Sales have been falling on an annual basis for much of this year, but this was the biggest annual drop for any month in almost eight years. It was also more than twice the annual drop seen in August.

Those numbers are staggering.

And it is interesting to note that sales of new homes are being hit even harder than sales of existing homes…

Sales of newly built homes are suffering more than sales of existing homes, likely because fewer are being built compared with historical production levels. Newly built homes also come at a price premium. Sales of newly built homes were 47 percent below the September average dating back to 1988, while sales of existing homes were 22 percent below their long-term average.

At one time, San Diego County was a blazing hot real estate market, but now the market has turned completely around.

In fact, the county just registered the fewest number of home sales in a month since the last financial crisis…

A combination of rapid mortgage rate increases and decreased affordability, San Diego County home sales collapsed 17.5% to the lowest level in 11 years last month, in the first meaningful sign that one of the country’s hottest real estate markets could be at a turning point, real estate tracker CoreLogic reported Tuesday.

In September, 2,942 homes were sold in the county, down from 3,568 sales last year. This was the lowest number of sales for the month since the start of the financial crisis when 2,152 sold in September 2007.

And it can be argued that things are plunging even more rapidly in northern California.

In the San Francisco Bay area, sales of new and existing homes were down 19 percent in September on a year over year basis…

Home sales in the San Francisco Bay area have been falling for months, but in September buyers pulled back in an even bigger way.

Sales of both new and existing homes plunged nearly 19 percent compared with September 2017, according to CoreLogic. It marked the slowest September sales pace since 2007 and twice the annual drop seen in August.

If a new real estate crisis is really happening, these are precisely the kinds of numbers that we would expect to see.

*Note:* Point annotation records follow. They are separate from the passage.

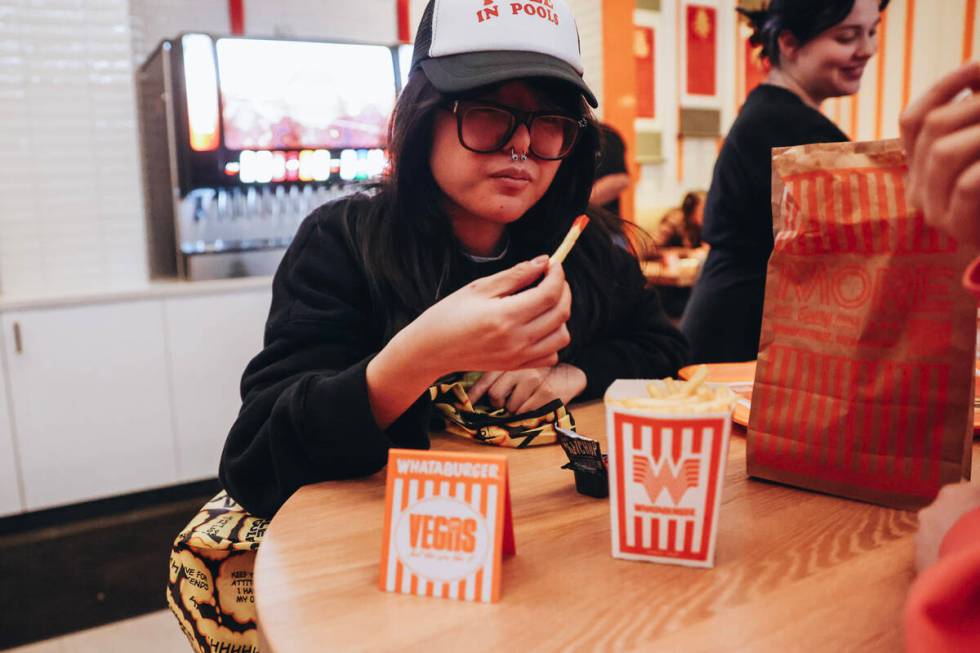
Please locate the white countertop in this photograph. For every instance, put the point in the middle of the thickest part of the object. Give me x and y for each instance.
(149, 290)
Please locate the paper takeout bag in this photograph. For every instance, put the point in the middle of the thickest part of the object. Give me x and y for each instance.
(864, 381)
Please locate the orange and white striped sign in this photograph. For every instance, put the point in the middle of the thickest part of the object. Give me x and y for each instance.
(447, 524)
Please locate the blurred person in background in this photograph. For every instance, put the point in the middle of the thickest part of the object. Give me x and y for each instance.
(817, 49)
(942, 140)
(681, 226)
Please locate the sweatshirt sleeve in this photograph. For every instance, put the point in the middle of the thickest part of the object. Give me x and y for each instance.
(943, 608)
(971, 278)
(639, 341)
(305, 414)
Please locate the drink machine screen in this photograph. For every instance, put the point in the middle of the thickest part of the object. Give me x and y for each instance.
(244, 137)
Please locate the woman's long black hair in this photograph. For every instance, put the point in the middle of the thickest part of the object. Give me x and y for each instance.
(804, 19)
(406, 241)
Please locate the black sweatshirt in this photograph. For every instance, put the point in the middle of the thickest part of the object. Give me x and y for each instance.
(305, 414)
(724, 316)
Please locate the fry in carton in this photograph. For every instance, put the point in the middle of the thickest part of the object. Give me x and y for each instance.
(668, 443)
(566, 245)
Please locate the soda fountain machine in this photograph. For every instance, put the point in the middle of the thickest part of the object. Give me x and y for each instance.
(243, 137)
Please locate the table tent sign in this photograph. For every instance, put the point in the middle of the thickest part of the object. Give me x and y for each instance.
(447, 524)
(665, 477)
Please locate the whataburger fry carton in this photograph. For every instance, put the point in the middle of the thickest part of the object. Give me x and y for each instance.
(864, 382)
(447, 524)
(666, 470)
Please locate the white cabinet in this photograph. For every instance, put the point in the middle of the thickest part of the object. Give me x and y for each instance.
(10, 501)
(90, 400)
(210, 340)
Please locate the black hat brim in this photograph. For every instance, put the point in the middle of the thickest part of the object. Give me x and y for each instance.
(463, 72)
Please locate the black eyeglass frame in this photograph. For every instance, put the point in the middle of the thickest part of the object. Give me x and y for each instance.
(520, 118)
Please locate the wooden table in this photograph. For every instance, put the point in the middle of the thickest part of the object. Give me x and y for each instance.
(795, 570)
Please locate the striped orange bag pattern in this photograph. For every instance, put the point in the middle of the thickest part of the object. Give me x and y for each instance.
(864, 383)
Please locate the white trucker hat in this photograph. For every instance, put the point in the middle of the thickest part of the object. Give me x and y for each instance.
(465, 44)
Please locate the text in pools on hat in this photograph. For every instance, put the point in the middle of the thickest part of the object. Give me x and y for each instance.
(544, 9)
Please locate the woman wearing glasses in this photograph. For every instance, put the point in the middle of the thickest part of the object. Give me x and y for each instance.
(444, 269)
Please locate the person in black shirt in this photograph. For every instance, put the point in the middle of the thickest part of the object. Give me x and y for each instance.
(817, 49)
(612, 178)
(444, 268)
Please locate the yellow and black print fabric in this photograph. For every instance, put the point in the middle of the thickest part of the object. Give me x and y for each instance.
(495, 426)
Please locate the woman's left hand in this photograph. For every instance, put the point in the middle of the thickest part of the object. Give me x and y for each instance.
(522, 390)
(936, 519)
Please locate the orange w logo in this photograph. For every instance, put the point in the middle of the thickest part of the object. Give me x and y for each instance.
(654, 480)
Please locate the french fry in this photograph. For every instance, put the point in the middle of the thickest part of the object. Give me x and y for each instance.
(654, 390)
(693, 397)
(566, 245)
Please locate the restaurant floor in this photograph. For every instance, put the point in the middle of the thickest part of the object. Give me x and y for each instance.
(73, 569)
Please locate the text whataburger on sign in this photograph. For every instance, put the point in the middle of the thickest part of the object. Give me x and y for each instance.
(447, 524)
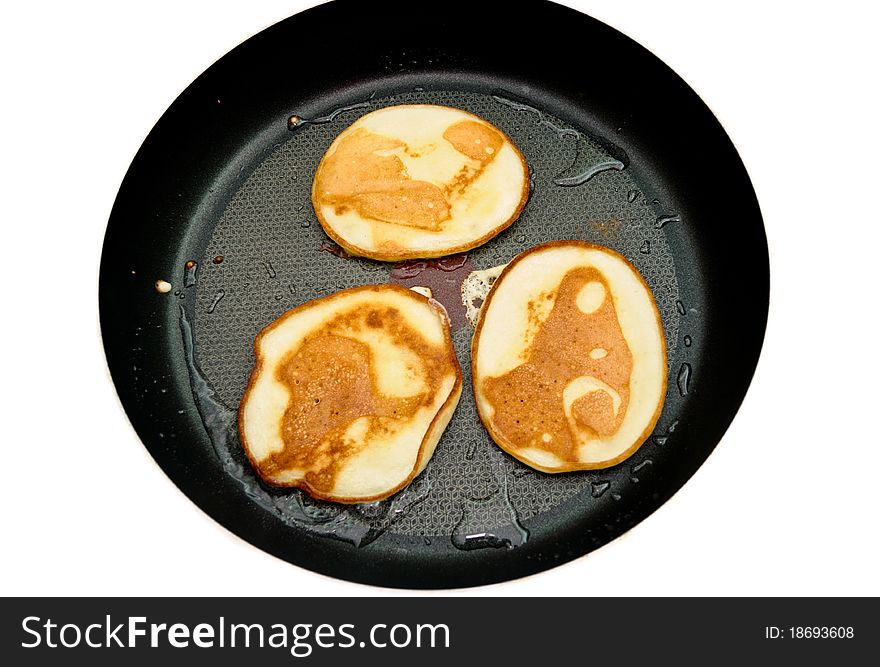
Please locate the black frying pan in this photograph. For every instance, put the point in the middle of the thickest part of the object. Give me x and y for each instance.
(622, 153)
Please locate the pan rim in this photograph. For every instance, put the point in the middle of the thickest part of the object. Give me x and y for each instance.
(115, 327)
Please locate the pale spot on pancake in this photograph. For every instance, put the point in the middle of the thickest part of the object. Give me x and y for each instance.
(591, 297)
(369, 174)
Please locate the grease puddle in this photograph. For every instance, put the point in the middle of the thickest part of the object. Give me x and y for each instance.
(588, 160)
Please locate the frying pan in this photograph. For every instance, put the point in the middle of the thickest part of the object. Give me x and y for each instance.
(621, 151)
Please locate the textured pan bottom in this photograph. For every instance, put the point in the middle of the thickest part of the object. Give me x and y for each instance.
(275, 256)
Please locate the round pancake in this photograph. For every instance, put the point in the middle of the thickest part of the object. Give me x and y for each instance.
(350, 393)
(418, 181)
(569, 358)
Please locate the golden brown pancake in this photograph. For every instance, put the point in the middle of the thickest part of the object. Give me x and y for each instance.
(569, 358)
(418, 181)
(350, 393)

If you still need some more convincing, here are even more distressing numbers from the California real estate market that Mish Shedlock recently shared…

The California housing market posted its largest year-over-year sales decline since March 2014 and remained below the 400,000-level sales benchmark for the second consecutive month in September, indicating that the market is slowing as many potential buyers put their homeownership plans on hold.
Existing, single-family home sales totaled 382,550 in September on a seasonally adjusted annualized rate, down 4.3 percent from August and down 12.4 percent from September 2017.
September’s statewide median home price was $578,850, down 2.9 percent from August but up 4.2 percent from September 2017.
Statewide active listings rose for the sixth consecutive month, increasing 20.4 percent from the previous year.
Inventory reached the highest level in 31 months, with the Unsold Inventory Index reaching 4.2 months in September.
September year-to-date sales were down 3.3 percent.